Depuis, en Europe, les cas de Geomyces destructans se découvrent progressivement au fur et à mesure des attentions portées par les scientifiques et les naturalistes (1, 2) dans plusieurs pays européens (Allemagne, Grande-Bretagne, Hongrie, République Tchèque, Slovaquie et Suisse) avec d’autres espèces touchées (Murin de Daubenton, Murin des marais, Murin de Brandt et Petit murin). Le nombre de cas semble dépendre plus de l’effort de prospection que d’autres facteurs.

L’ensemble de ces cas découverts en Europe démontre que le phénomène européen est plus une « géomycose » que le « fameux WNS américain » en raison de l’absence de mortalités !

En France, grâce au réseau des chiroptérologues français dont ceux de la CPEPESC, une quinzaine de cas, essentiellement dans l’est de la France, sont suspectés et recensés par le site Chiroblog.

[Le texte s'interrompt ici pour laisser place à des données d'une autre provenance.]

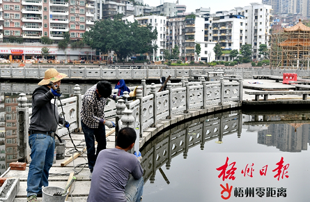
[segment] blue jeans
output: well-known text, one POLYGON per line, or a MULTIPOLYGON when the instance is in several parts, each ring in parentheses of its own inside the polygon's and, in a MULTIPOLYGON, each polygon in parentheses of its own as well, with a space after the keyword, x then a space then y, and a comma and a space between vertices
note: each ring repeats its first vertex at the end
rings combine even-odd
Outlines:
POLYGON ((82 121, 81 121, 81 123, 82 129, 83 130, 85 137, 85 142, 86 143, 88 168, 91 173, 93 173, 93 166, 95 166, 99 153, 107 147, 105 127, 103 124, 99 124, 98 128, 91 128, 86 125, 82 121), (95 138, 98 143, 97 152, 95 148, 95 138))
POLYGON ((49 185, 49 171, 53 164, 55 141, 53 137, 33 134, 29 140, 31 162, 27 179, 27 197, 42 194, 42 186, 49 185))
POLYGON ((125 187, 125 195, 127 202, 142 201, 141 196, 144 192, 144 180, 141 177, 139 180, 135 180, 132 176, 127 182, 125 187))

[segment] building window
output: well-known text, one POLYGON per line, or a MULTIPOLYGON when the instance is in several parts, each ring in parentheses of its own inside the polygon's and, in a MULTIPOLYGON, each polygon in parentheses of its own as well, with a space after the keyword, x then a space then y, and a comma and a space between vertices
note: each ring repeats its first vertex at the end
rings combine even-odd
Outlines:
MULTIPOLYGON (((8 31, 8 33, 10 33, 10 31, 9 30, 5 30, 5 31, 8 31)), ((12 111, 12 107, 6 107, 6 112, 11 112, 12 111)))
POLYGON ((12 114, 6 114, 6 120, 12 120, 12 114))
POLYGON ((6 136, 10 136, 10 135, 12 135, 12 130, 7 130, 6 136))

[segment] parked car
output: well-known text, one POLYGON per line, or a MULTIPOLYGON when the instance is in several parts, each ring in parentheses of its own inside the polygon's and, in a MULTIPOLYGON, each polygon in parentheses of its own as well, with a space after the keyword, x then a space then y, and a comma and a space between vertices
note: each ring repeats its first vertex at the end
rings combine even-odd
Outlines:
POLYGON ((26 59, 25 61, 25 63, 36 63, 36 60, 34 59, 26 59))
POLYGON ((45 59, 38 59, 38 63, 47 63, 47 60, 45 59))
POLYGON ((0 63, 10 63, 10 61, 5 59, 0 59, 0 63))

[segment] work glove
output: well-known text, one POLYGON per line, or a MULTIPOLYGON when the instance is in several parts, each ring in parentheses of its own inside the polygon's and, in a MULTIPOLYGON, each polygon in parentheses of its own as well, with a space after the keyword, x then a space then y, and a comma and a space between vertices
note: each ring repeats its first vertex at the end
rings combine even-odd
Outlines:
POLYGON ((65 121, 65 124, 63 124, 63 125, 69 128, 70 124, 69 122, 68 122, 67 121, 65 121))
POLYGON ((114 127, 115 127, 115 123, 113 121, 106 121, 103 125, 107 125, 109 128, 112 128, 114 127))
POLYGON ((56 96, 56 97, 60 97, 60 96, 61 96, 61 94, 62 94, 62 93, 58 93, 56 89, 56 90, 54 90, 53 88, 51 88, 51 91, 52 91, 52 93, 53 93, 54 96, 56 96))

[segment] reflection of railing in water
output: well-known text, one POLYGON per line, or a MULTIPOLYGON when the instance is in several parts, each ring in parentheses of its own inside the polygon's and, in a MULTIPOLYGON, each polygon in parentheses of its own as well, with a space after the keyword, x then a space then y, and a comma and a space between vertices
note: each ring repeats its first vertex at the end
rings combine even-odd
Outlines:
MULTIPOLYGON (((242 113, 238 110, 194 119, 165 131, 141 151, 144 180, 150 179, 151 183, 154 182, 156 170, 164 164, 169 169, 171 159, 181 153, 186 159, 189 148, 200 144, 203 150, 206 141, 215 139, 222 141, 224 135, 233 133, 237 133, 239 137, 241 130, 242 113)), ((160 173, 163 174, 162 170, 160 173)), ((166 178, 164 178, 168 183, 166 178)))

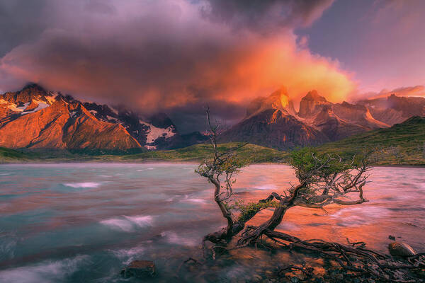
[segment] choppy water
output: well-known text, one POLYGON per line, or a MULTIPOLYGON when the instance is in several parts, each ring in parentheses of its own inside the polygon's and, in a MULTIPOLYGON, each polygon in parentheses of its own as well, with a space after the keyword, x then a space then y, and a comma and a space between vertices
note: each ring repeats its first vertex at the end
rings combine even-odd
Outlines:
MULTIPOLYGON (((155 262, 153 282, 229 282, 284 258, 241 251, 209 273, 181 274, 183 260, 200 257, 203 236, 224 224, 196 167, 0 165, 0 282, 128 282, 119 272, 135 259, 155 262)), ((385 253, 393 235, 425 251, 425 168, 375 168, 370 180, 369 202, 328 207, 327 214, 293 208, 279 229, 302 238, 364 241, 385 253)), ((289 167, 256 165, 239 175, 234 191, 259 200, 289 182, 289 167)))

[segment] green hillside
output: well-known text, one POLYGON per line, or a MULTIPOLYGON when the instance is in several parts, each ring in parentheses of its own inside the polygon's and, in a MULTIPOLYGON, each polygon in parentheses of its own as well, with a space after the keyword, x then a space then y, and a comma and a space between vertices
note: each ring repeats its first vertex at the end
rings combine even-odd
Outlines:
MULTIPOLYGON (((219 145, 224 151, 236 148, 242 143, 219 145)), ((425 165, 425 117, 413 117, 403 123, 387 129, 380 129, 327 143, 316 147, 320 152, 339 154, 361 153, 374 150, 375 165, 425 165)), ((282 163, 288 152, 280 151, 254 144, 237 149, 239 156, 251 163, 282 163)), ((127 155, 90 155, 69 152, 21 152, 0 148, 0 163, 11 162, 143 162, 152 161, 198 161, 212 154, 211 145, 200 144, 183 149, 147 151, 127 155)))
POLYGON ((26 154, 20 151, 0 147, 0 163, 13 161, 24 161, 27 159, 26 154))
POLYGON ((358 153, 373 149, 375 165, 425 165, 425 117, 412 117, 390 128, 317 146, 319 151, 358 153))

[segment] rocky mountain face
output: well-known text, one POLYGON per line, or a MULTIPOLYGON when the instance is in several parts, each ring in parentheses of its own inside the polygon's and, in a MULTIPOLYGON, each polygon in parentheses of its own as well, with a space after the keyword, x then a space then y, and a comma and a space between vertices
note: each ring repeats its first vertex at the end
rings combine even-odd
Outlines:
POLYGON ((142 117, 31 84, 0 96, 0 146, 129 151, 191 145, 165 114, 142 117))
POLYGON ((425 115, 424 106, 424 98, 394 95, 356 104, 332 103, 312 91, 302 98, 297 112, 286 91, 280 89, 253 100, 246 117, 224 132, 220 140, 279 149, 317 145, 425 115), (409 111, 411 107, 414 110, 409 111))

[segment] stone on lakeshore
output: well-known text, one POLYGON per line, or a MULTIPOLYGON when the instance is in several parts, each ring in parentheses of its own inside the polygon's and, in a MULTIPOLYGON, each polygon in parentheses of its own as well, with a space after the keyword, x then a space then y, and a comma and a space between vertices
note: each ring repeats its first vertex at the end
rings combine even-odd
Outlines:
POLYGON ((400 257, 409 257, 416 255, 414 250, 406 243, 395 242, 388 245, 390 253, 400 257))
POLYGON ((121 274, 125 278, 152 277, 155 274, 155 264, 149 260, 133 260, 121 271, 121 274))

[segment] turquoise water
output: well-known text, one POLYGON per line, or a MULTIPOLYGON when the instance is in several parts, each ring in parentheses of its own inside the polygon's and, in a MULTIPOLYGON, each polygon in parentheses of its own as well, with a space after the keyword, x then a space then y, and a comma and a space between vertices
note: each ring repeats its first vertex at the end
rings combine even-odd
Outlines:
MULTIPOLYGON (((224 224, 196 164, 0 165, 1 282, 119 282, 131 260, 154 260, 152 282, 230 282, 245 276, 260 252, 191 274, 205 234, 224 224)), ((322 210, 295 208, 279 229, 295 236, 364 241, 386 253, 388 235, 425 251, 425 169, 375 168, 370 201, 322 210)), ((239 197, 259 200, 295 181, 285 166, 253 166, 238 177, 239 197)), ((270 215, 266 211, 253 224, 270 215)), ((238 255, 244 255, 241 252, 238 255)), ((276 258, 275 258, 276 260, 276 258)))

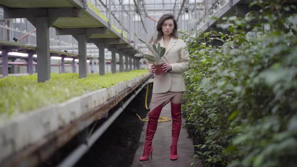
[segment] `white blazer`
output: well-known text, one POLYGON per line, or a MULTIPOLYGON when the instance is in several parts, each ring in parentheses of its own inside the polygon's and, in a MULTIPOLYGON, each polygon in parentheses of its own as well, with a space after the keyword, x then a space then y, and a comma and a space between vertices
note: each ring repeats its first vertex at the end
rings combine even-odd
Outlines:
MULTIPOLYGON (((159 42, 164 47, 163 37, 159 42)), ((189 53, 184 49, 186 47, 186 43, 181 39, 170 39, 165 54, 161 58, 161 63, 170 64, 172 70, 161 75, 155 75, 153 93, 186 91, 182 73, 189 68, 190 62, 189 53)), ((147 69, 152 73, 151 64, 147 64, 147 69)))

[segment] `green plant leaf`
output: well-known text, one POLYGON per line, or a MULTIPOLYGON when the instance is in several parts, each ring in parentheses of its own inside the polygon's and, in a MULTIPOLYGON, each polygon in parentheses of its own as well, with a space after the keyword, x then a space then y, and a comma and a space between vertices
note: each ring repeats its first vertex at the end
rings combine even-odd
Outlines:
POLYGON ((155 51, 156 53, 159 53, 159 52, 158 52, 158 50, 157 49, 157 46, 155 44, 153 44, 153 48, 154 48, 154 50, 155 50, 155 51))
POLYGON ((148 56, 147 55, 144 56, 144 58, 149 62, 155 64, 156 64, 156 58, 155 58, 155 57, 154 57, 154 58, 150 57, 150 56, 148 56))
POLYGON ((165 54, 166 51, 166 49, 165 49, 165 48, 162 47, 159 55, 160 58, 161 58, 164 55, 164 54, 165 54))

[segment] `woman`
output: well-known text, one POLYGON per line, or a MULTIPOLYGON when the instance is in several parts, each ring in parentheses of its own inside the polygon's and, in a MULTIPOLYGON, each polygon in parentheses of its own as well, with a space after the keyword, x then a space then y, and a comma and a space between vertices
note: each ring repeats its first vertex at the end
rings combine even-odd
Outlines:
MULTIPOLYGON (((158 120, 163 107, 170 101, 172 117, 170 159, 177 159, 177 141, 182 123, 182 96, 183 92, 186 90, 182 74, 188 69, 190 62, 189 54, 184 49, 186 46, 185 43, 178 38, 177 25, 173 15, 165 14, 161 17, 158 22, 157 30, 158 42, 166 49, 161 61, 165 63, 162 68, 167 72, 155 75, 143 154, 139 159, 141 161, 147 160, 153 152, 152 143, 158 120)), ((154 73, 156 69, 152 65, 147 65, 147 70, 154 73)))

En Franche-Comté, plusieurs cas de chauves-souris avec du mycélium autour du nez ou de la bouche (sans démontrer d’ailleurs que cela correspond au Geomyces destructans) ont été observés par des membres de la CPEPESC (et transmis au réseau de Chiroblog) depuis 2 années dans quelques sites sans constater de mortalités avérées. Pour l’instant, en Franche-Comté, l’espèce « touchée » est uniquement le Grand murin (Myotis myotis).

Et les scientifiques

Depuis 2006, les scientifiques, qu’ils soient américains, européens ou français, n’avancaient pas beaucoup d’explication, mais plutôt de nombreuses hypothèses diverses et variées, concernant la propagation de l’épidémie, son origine (européenne ou américaine), la cause réelle de la mortalité, … et surtout comment soigner cette maladie.

Mais en novembre 2010, une publication récente (3) avance une hypothèse construite autour du fameux « Geomyces destructans » qui déclencherait une déshydratation massive chez les individus touchés, obligeant ceux-ci assoiffés à de fréquents réveils pendant la période d’hibernation. Le métabolisme des individus se trouverait ainsi perturbé : atteintes circulatoires et respiratoires, dérégulation thermique et réduction des capacités de vol. La chauve-souris touchée évoluerait inéluctablement vers la mort.

Maintenant si cette hypothèse était confirmée, il resterait à savoir pourquoi les chauves-souris européennes ne sont pas (pour l’instant ?) concernées !

A suivre …

En Français

Chiroblog

En Anglais

Un article intéressant du dernier n° de la revue Science

le site du BCI sur le SNB

(1) – Wibbelt, G., A. Kurth, D. Hellmann, M. Weishaar, A. Barlow, M. Veith, J. Prüger, T. Görföl, L. Grosche, F. Bontadina, U. Zöphel, H.-P. Seidl, P.M. Cryan and D.S. Blehert. 2010. White-Nose Syndrome Fungus (Geomyces destructans) in Bats, Europe. Emerging Infectious Diseases Vol. 16, No. 8 : 1237-1242.

(2) Martınkova, N., P. Backor, T. Bartonicka, P. Blazkova, J. Cerveny et al. 2010. Increasing Incidence of Geomyces destructans Fungus in Bats from the Czech Republic and Slovakia. PLoS ONE 5 (11): e13853. doi:10.1371/journal.pone.0013853

(3) Cryan PM, et al. 2010. Wing pathology of white-nose syndrome in bats suggests life-threatening disruption of physiology. BMC Biology 2010, 8:135.